4. Raw Data & Metric Observability
In a data driven world, quality of data and insights is extremely important. Decisions based on bad data can significantly impact business and customer confidence. This talk covers how we are using ML algorithms and detect anomalies in data quality and business metrics. The alerting proactively prevents consumption of bad data/insights for decision making.
How to Build Reliable Modern Data Pipelines Using AI and DataOps [7:30 - 8:00pm]
Organizations are building strategic data pipelines that generate insights from a mountain of internal and external data sources. For example, a Customer 360 data pipeline may combine customer data from
multiple business channels, including stores, online, social media, and third party demographic data.

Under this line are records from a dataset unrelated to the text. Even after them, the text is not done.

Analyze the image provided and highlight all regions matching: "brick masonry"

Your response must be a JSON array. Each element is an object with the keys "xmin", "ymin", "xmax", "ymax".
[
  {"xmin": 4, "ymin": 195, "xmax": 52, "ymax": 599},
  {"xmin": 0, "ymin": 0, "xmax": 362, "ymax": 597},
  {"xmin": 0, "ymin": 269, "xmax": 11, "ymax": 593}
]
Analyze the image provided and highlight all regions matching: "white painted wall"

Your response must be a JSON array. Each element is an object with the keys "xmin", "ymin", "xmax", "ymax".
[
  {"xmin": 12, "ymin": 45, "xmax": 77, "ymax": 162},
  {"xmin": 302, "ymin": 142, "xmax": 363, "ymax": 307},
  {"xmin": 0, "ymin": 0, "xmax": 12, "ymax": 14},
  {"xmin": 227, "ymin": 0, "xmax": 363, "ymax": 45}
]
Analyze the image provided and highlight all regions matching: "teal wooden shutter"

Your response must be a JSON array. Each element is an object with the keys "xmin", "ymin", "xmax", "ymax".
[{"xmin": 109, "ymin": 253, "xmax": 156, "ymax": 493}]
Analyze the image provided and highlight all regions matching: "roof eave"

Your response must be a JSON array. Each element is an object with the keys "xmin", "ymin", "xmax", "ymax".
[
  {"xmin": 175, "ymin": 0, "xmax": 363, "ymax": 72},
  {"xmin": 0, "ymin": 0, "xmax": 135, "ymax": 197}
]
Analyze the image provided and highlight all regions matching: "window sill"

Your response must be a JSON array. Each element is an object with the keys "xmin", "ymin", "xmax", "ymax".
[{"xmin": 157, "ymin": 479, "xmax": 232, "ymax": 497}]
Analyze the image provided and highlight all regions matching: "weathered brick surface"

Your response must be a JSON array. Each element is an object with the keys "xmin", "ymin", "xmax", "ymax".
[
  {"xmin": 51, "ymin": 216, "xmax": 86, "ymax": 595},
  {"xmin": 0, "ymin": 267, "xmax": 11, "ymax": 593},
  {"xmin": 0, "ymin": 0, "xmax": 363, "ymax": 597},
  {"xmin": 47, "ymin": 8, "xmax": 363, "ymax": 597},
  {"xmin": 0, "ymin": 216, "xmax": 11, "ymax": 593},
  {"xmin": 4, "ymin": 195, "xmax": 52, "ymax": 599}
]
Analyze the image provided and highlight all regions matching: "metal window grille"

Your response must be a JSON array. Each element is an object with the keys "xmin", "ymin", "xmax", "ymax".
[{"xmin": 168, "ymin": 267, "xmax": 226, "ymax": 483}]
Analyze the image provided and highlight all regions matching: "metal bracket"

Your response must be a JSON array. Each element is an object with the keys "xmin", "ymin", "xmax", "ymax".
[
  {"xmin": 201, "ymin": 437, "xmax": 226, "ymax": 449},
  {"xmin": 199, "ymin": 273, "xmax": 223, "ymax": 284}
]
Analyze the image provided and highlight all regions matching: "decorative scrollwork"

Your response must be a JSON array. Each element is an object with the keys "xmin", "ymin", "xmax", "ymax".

Modern data pipelines have multiple components such as Kafka, Spark, NoSQL, RedShift, Kubernetes, each of which generates its own log files that contain thousands of non-correlated events. These pipelines are inherently complex and unfortunately fail for many reasons. Hunting for the root cause of a pipeline failure from messy, raw, and distributed logs is hard for performance experts, and a nightmare for
data operations teams tasked with managing application SLAs. This gets harder as the complexity, scale, and speed of modern data pipelines increase. In this talk, Prof. Shivnath Babu explains how to apply performance monitoring techniques and artificial intelligence to your data pipelines and supporting big data systems to keep your applications running reliably, in your own data center or in the public cloud. Topics covered include application auto-tuning, root-cause failures of distributed applications, SLA management for streaming data pipelines, and holistic cluster optimization.